Who is Auguste Maquet?
If you were playing Jeopardy, the clue might read something like: He wrote large portions of The Three Musketeers, The Count of Monte Christo, and a number of other novels for which Alexendre Dumas receives sole credit.
While Dumas was wasting his inordinate wealth on booze and his mistresses, Maquet struggled not for the rapidly diminishing royalities, but a mere byline in Dumas’ novels; something that would indicate, “I helped write this.” Dumas eventually agreed to a pay-out, but not to the byline. Maquet is relegated to obscurity.
Dumas keeps excellent company: Led Zeppelin, John Lennon, George Harrison, John Fogerty, Radiohead, Nirvana, Shakira, Meghan Trainor, composer John Williams. Each of them was accused of plagiarism. Some of them are even multiple offenders and most of those mentioned have been sued—and lost. As English actor and comedian, Stephen Fry, says: “An original idea. That can’t be too hard. The library must be full of them.” If you want to hone your sense of irony, look up originality quotes on BrainyQuote (or a similar site) and see how many times “There are no original thoughts” gets recycled through the ages.
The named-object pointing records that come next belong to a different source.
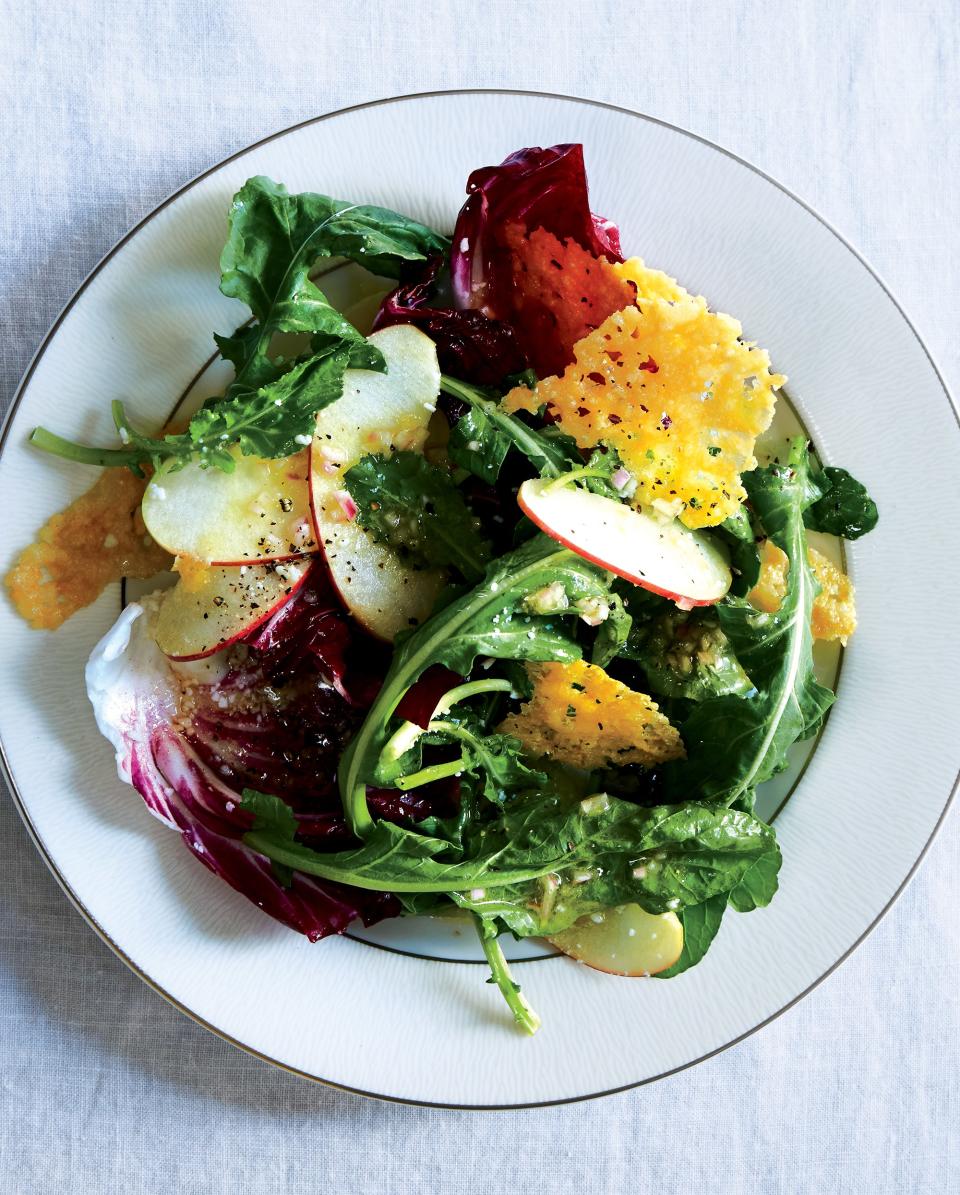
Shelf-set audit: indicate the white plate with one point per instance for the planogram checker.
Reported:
(390, 1023)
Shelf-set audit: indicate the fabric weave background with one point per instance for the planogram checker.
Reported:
(105, 108)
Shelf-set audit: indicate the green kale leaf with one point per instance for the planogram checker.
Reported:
(416, 508)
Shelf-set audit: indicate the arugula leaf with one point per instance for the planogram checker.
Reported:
(478, 445)
(416, 508)
(275, 240)
(686, 655)
(737, 742)
(845, 509)
(613, 633)
(500, 974)
(740, 537)
(487, 621)
(493, 760)
(548, 454)
(271, 233)
(662, 857)
(701, 924)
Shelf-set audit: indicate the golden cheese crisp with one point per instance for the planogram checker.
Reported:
(580, 716)
(674, 390)
(835, 616)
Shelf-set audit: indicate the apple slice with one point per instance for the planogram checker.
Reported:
(260, 512)
(203, 614)
(664, 557)
(377, 414)
(627, 941)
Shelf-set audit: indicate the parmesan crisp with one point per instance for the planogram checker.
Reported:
(580, 716)
(674, 390)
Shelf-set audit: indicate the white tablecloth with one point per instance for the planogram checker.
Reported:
(106, 106)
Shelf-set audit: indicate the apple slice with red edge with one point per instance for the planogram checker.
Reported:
(625, 941)
(377, 414)
(260, 512)
(639, 545)
(206, 614)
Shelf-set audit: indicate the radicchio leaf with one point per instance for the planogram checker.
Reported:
(469, 343)
(537, 189)
(189, 740)
(497, 270)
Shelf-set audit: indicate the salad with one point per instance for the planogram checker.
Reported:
(491, 598)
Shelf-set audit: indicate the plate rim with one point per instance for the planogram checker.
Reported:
(20, 391)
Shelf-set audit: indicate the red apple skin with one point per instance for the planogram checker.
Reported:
(679, 599)
(246, 630)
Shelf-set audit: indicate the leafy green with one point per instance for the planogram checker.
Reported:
(274, 421)
(737, 742)
(740, 537)
(701, 924)
(416, 508)
(500, 974)
(549, 454)
(478, 445)
(664, 857)
(613, 633)
(845, 509)
(487, 621)
(686, 655)
(275, 241)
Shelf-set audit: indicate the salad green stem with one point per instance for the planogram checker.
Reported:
(84, 454)
(407, 735)
(500, 974)
(417, 654)
(434, 772)
(575, 475)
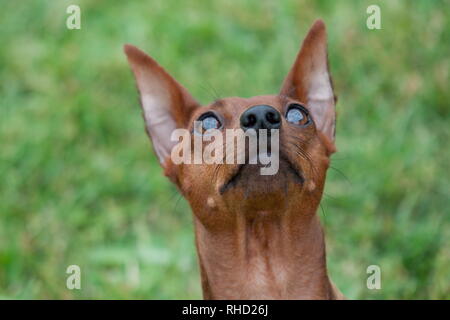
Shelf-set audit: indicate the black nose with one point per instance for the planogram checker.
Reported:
(261, 117)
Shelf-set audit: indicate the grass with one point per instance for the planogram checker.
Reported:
(80, 185)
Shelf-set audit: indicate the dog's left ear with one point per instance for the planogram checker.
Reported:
(309, 80)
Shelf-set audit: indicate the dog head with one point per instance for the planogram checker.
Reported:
(302, 115)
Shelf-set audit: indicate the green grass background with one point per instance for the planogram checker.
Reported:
(80, 185)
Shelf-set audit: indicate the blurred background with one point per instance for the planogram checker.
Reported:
(79, 183)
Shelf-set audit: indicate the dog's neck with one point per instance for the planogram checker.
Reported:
(266, 257)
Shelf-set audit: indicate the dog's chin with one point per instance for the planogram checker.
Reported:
(261, 192)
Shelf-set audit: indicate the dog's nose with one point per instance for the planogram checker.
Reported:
(261, 117)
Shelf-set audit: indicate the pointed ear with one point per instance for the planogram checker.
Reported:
(309, 80)
(166, 104)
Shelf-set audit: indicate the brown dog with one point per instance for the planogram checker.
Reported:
(257, 237)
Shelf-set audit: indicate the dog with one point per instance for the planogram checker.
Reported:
(257, 236)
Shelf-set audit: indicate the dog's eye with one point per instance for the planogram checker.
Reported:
(297, 114)
(207, 121)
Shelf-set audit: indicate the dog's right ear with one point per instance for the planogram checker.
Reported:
(166, 104)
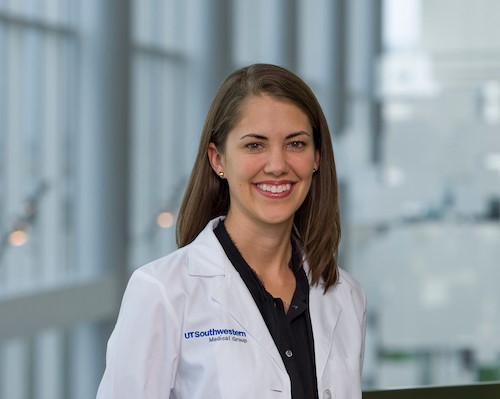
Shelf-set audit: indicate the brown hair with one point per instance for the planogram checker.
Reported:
(317, 221)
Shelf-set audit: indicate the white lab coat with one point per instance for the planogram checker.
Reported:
(189, 328)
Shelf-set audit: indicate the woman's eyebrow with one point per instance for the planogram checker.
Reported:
(261, 137)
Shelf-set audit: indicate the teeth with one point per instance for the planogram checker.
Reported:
(275, 189)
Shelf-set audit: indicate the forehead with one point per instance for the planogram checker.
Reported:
(266, 112)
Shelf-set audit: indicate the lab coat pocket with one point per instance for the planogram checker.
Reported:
(343, 377)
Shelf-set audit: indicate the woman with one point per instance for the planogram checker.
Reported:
(253, 304)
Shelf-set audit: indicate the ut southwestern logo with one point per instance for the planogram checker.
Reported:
(215, 334)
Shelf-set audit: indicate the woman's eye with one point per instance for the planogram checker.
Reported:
(297, 144)
(253, 146)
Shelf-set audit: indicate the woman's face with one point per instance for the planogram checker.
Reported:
(268, 161)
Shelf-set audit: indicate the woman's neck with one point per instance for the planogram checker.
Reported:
(266, 248)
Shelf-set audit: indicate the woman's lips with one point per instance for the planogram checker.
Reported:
(275, 190)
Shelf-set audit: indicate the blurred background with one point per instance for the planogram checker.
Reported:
(101, 106)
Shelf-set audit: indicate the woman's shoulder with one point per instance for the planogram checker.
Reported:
(201, 257)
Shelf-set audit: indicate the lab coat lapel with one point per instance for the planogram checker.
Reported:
(234, 296)
(324, 310)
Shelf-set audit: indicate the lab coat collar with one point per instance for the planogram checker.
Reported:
(325, 310)
(208, 259)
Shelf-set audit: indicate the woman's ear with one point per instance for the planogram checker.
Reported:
(316, 160)
(215, 158)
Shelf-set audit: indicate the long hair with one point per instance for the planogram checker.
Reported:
(317, 221)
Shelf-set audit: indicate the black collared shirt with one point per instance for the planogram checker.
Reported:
(291, 331)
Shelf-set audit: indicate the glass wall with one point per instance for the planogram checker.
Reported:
(425, 218)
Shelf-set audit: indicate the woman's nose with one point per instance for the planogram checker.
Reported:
(276, 162)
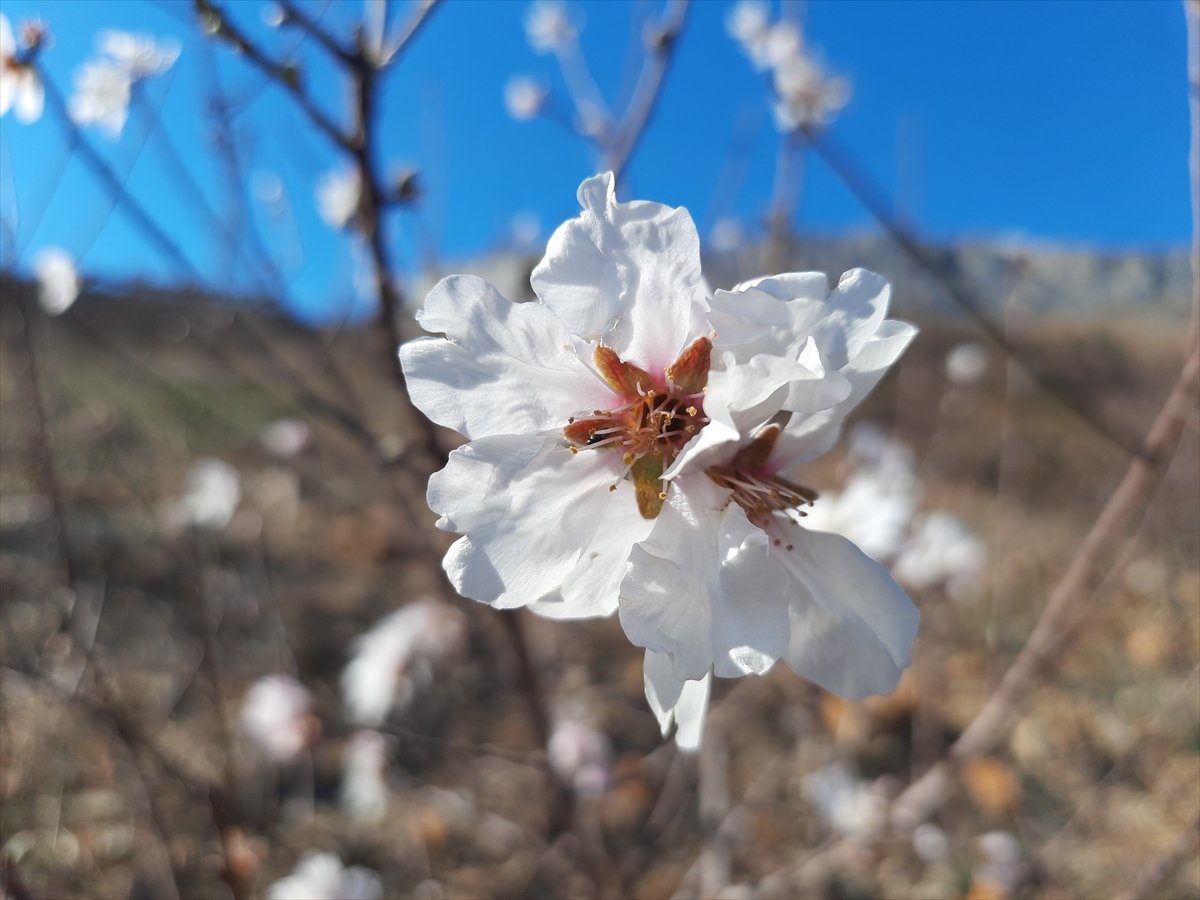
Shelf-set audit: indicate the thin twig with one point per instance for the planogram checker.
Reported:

Marvin Gaye’s estate just recently won a judgment against Robin Thick and Pharell Williiams for the song “Blurred Lines,” which was proved to sound remarkably close to Gaye’s “Got to Give It up.”
Taylor Swift, also quite recently, was accused of copying her own songs—an accusation levied against the Canadian rock band, Nickelback. In January of this year, English songster Sam Smith was forced to give song-writing credit to Tom Petty and Jeff Lynne for his Emmy-winning song, “Stay With Me.” Weeks before, a YouTube video went viral showcasing how six—SIX—current country hits were virtually identical both musically and lyrically. Furthermore, after scouring the Internet, it seems improbable, but only a few have noticed that Pink’s hit, “Try,” is remarkably similar–in both song and video–to Kate Bush’s “Running Up That Hill.”
Are the Muses dead? Why are we content with–nay, revel in–the uninspired? Is there an explanation or is this symptomatic of a culture in decline?
The philosophy of art is best left to the scholars, but what we can say with certainty is that a good portion of what Americans listen to on the radio is bland and evidently often recycled, whether it be “homage” or outright thievery. Are there theories as to why modern music finds itself in the proverbial rut?
Imagine a broad spectrum. The profound music happens somewhere to the center-left of the middle–somewhere that serves to not only elicit emotional response, but also to cajole the listener into active engagement with the song; a so-called “Axis of Thought.” While there are excellent artists and songs that fall outside of the halo, this might be where the most influential and meaningful music occurs. Perhaps that the reason so many artists sound redundant is because music which engages the mind has, more or less, been shunned in the past 20 years or more. Has the advent of the iPod/mp3 player/smartphone made music disposable? If one wishes not to be intellectually engaged, one merely hits the “next” button on the iPod. Buying music is also a much less personal experience as we do not line up at music stores to buy our favorite artist, then take that album home to devour the album’s artwork, its lyrics, and to replay the album over-and-over-and-over for weeks–or even months–on end. The ease by which we access information regarding our favorite artists has even simplified to the point where the artists retain very little anonymity, let alone an aura of mystery.
If the music is disposable and the artists are revealed, astonishingly, to be mere mortals–what is left to inspire?